Vai correndo a vida, para os pequenos e para os grandes.

O Utopian club continua funcionando regularmente. É um clube de gente rica e tem uns estatutos escritos em caderninhos de fino papel cor de rosa, com uma fitinha zaul pendurada para marcar as páginas. A lombada e as letras são douradas, o que faz sair cada folhetinho daqueles em 6$500. A distribuição, porém, é gratuita entre os sócios - os cofres sociais pagam qualquer despesa que diga respeito a bem servir aos associados. Para isto se realizam os chás de caridade e as tômbolas beneficentes, para isto correm subscrições entre o alto e o baixo comércio. Para isto e também para os fins altruísticos do Utopian: assistência social, fraternidade universal, comunhão espiritual e outras coisas bonitas acabadas em "al", porque as palavras assim terminadas têm muita ressonância e impressionam os contribuintes.

Os estatutos são lindos. Parece que desceu um anjo do céu para escrevê-los:

Art. I - O Utopian é um clube de irradiação universal, porque é um clube que prega o amor do homem a todos os homens.

Art. II - O Utopian tem por finalidade conglomerar os homens de boas intenções em todo o universo, para a comunhão espiritual dos sentimentos fraternais.

Art. III - O Utopian procurará elevar a dignidade humana, incitando ao trabalho, à fé, ao respeito mútuo, à educação moral e cívica, ao senso de todos os deveres que o homem tem para com a sociedade e para consigo mesmo.

Art. IV - O Utopian...

- Bolas! - suspira o dr.
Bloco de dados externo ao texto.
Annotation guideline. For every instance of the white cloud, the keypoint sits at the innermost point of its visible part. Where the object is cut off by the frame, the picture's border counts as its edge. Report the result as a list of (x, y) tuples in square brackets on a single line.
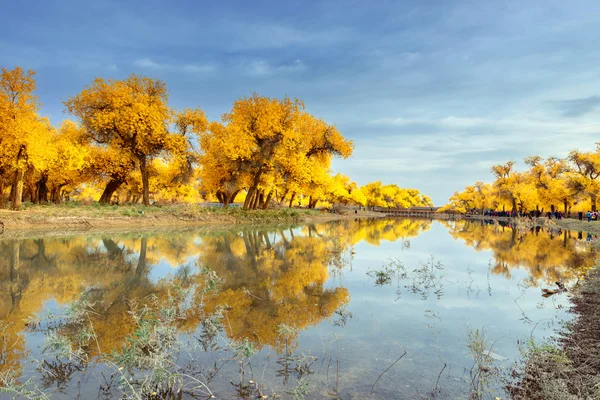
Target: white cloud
[(264, 68), (147, 63)]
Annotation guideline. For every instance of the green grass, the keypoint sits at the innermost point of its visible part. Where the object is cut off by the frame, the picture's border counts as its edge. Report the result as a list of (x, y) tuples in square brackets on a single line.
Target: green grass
[(138, 211)]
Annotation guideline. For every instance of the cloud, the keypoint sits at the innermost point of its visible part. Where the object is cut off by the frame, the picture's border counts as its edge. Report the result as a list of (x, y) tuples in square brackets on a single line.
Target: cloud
[(265, 68), (149, 64), (578, 107)]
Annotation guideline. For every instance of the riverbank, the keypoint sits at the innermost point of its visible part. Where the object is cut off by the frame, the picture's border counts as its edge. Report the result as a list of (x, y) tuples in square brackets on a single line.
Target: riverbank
[(570, 367), (67, 217), (571, 224)]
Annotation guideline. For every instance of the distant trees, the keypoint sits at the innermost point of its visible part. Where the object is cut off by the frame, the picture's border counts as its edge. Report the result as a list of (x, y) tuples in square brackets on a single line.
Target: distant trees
[(548, 185)]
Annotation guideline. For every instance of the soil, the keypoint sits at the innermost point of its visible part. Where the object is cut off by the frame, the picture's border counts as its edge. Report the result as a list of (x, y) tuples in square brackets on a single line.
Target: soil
[(52, 220)]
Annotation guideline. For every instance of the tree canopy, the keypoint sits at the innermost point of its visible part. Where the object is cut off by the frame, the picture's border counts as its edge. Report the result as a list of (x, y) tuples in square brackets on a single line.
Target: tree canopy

Carlos, último sócio inscrito, na vaga da divisão DH.

Procura no índice o que são aquelas iniciais: A-A... D! Está por aqui... DE - DH! Achou!

DH corresponde à divisão que tem por objeto a elevação máxima da Dignidade Humana, pela propaganda e pelo exemplo, DH - Dignidade Humana. Agora já sabe, fecha o livrinho.
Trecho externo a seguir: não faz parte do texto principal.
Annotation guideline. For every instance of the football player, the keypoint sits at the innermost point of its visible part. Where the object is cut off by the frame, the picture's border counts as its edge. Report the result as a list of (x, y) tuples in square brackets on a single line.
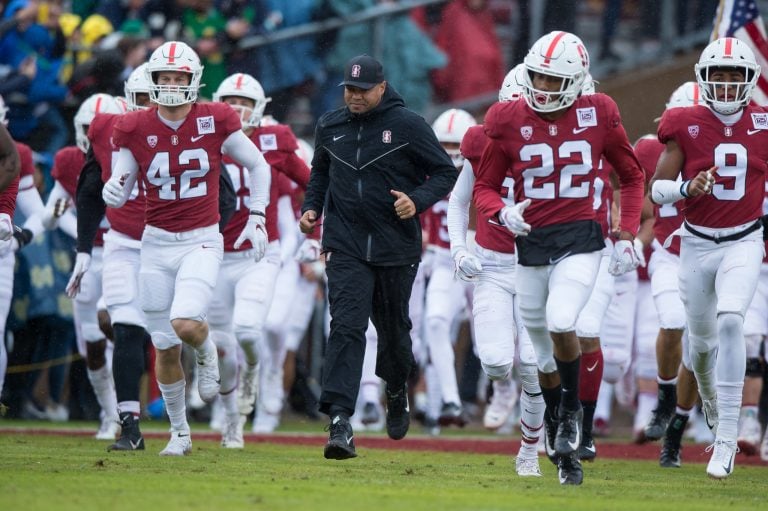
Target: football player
[(551, 144), (720, 151), (176, 150)]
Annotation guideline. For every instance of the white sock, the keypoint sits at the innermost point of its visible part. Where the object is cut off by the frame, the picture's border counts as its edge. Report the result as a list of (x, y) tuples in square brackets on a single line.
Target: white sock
[(104, 388), (175, 404), (728, 406)]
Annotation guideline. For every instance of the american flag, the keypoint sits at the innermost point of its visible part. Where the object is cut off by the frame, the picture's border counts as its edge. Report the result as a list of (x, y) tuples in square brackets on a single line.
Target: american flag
[(741, 19)]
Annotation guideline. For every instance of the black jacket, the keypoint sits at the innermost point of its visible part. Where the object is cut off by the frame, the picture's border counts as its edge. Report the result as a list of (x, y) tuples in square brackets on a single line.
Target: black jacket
[(358, 159)]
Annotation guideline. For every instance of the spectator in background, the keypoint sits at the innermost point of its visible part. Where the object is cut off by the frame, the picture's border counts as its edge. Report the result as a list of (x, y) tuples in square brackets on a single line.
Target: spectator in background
[(467, 35), (409, 55), (44, 43), (287, 68), (244, 19), (204, 28), (159, 20)]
Pensa: tal qual a Sociedade das Nações - tanta palavra bonita, tanto banquete... no final uns comendo os outros. Tudo tapeação. Tapeação e farol - hoje, quem é capaz de vencer sem isto?

Por isto ele está satisfeito: que sorte, conseguir aquela vaga! É difícil entrar para o clube onde o número de sócios é reduzido e as vagas disputadas. O que vale é que morreu um sócio. Burrada do colega que o tratou. Não é para falar - ele respeita muito a ética profissional - mas aquilo foi um erro tão grande, que ele não se conteve e declarou abertamente à família do defunto: foi burrada do colega! Ninguém me convence do contrário, foi burrada!

Dr. Carlos volta a pensar no Utopian: um médico novo, para fazer carreira, precisa de aparecer, conviver com a gente importante da terra. Sir Watson, por exemplo, é o presidente do clube e da Cia. Inglesa do Túnel do Monte Serrat, S.A. Uma grande empresa que vai furar o morro ligando a parte central da cidade com a Vila Matias.

A empresa tem centenas de operários, vai ser criado um posto médico, o dr. Carlos pretende candidatar-se. Agora, no clube, poderá fazer amizade com o bife, o tal sir Watson. Sentar-se-á ao seu lado, no próximo banquete, e quando forem bem íntimos, zás! A coisa é fácil: sei que o sr. cogita em criar um serviço médico para os seus operários. Admiro-lhe o desinteresse (sabe que é mentira: o inglês só faz aquilo porque paga médico por fora, por enquanto, e assim sai muito mais caro), sim, admiro o sadio desinteresse de V. S., prova de que foi mesmo sincero quando entrou para um clube de finalidades tão humanitárias e nobres como este nosso querido Utopian!

Se sir Watson não compreendesse a endeixa, ele seria mais positivo: como membro do Utopian, sim, na qualidade de sócio do Utopian, divisão DH, gostaria de servir a esta humilde gente, de sentir a palpitação destas vidas modestas e heróicas, mesmo como serviço prestado à causa sagrada do Utopian, e de acordo com o lema, que eu proporei para a minha divisão: "é preciso conhecer a vida do pobre, para entender-lhe as necessidades."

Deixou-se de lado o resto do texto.